The article claims that there are "a number" of public records that back up this claim--but only links to a 20-page Congressional Record from ten years ago. This document actually contradicts the authors claims: "...exposure to less than the minimal risk level is believed to be safe" and "the minimal risk level would need to be multiplied by ten to reach a level at which harm would be expected through exposure." You can find this out for yourself by clicking the link, and then control-F searching for the word "risk" and looking at the 18th occurrence of the word. See? I have done all the work for you.
You're welcome.
Whatever. This is just one example of millions, and just one topic of dozens that we encounter every day in the news, on Facebook, or in casual conversation, which requests our uncritical acceptance of a questionable assertion.
Don't do it. Be a critical, questioning listener--not just about gas stations and vaccinations, but about everything--things that cause cancer, things that prevent heart attacks, things that pastors say, things that politicians say--and not just the ones you disagree with. You get the picture.
Or, alternately, you could just trust the opinions here at The Green Room, and I promise, we will always provide primary sources.
2 comments:
I agree with you generally, but I find that when am discussing a subject (especially political) people tend to ask for the source of any fact they disagree with, and then dismiss the source as illegitimate.
This post is about asking for sources and checking sources for yourself, not about whether or not other people trust the sources YOU cite.

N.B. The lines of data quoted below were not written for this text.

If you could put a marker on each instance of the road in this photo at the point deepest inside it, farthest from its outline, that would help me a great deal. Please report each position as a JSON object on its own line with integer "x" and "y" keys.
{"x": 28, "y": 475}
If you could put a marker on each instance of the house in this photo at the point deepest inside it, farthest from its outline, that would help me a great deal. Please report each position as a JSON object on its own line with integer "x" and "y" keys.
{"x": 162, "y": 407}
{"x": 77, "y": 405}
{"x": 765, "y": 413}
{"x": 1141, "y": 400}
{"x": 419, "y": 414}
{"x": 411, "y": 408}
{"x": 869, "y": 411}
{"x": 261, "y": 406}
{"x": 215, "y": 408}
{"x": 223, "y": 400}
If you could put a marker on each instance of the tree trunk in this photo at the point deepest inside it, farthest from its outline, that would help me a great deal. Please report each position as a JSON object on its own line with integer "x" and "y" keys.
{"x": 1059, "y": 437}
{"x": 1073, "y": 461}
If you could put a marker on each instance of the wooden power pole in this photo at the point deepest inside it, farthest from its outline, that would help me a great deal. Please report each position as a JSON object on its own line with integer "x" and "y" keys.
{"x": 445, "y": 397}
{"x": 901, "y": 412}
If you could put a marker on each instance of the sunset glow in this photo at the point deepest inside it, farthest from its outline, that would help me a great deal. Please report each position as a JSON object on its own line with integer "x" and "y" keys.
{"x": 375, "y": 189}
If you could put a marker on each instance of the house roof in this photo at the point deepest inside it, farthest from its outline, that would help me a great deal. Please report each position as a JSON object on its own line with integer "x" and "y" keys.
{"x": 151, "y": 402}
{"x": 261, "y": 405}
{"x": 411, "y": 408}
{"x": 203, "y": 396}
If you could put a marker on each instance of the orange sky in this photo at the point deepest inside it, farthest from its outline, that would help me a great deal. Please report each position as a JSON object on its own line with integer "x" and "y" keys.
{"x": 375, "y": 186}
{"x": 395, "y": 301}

That would be a whole other post.
You get to decided whether or not you find a source to be credible or not--and so do I. We (meaning people in general, not you and me in particular) will always disagree with the credibility of SOME sources. I guess the key is, if you are really trying to persuade someone, you have to use sources that they find credible.
In the examples I cited, none of the sources the articles cited were, IMHO, credible. That guy who wrote the anti-vax article was apparently preaching to the anti-vax choir, because he did not cite or link to any primary sources or documents that supported his case.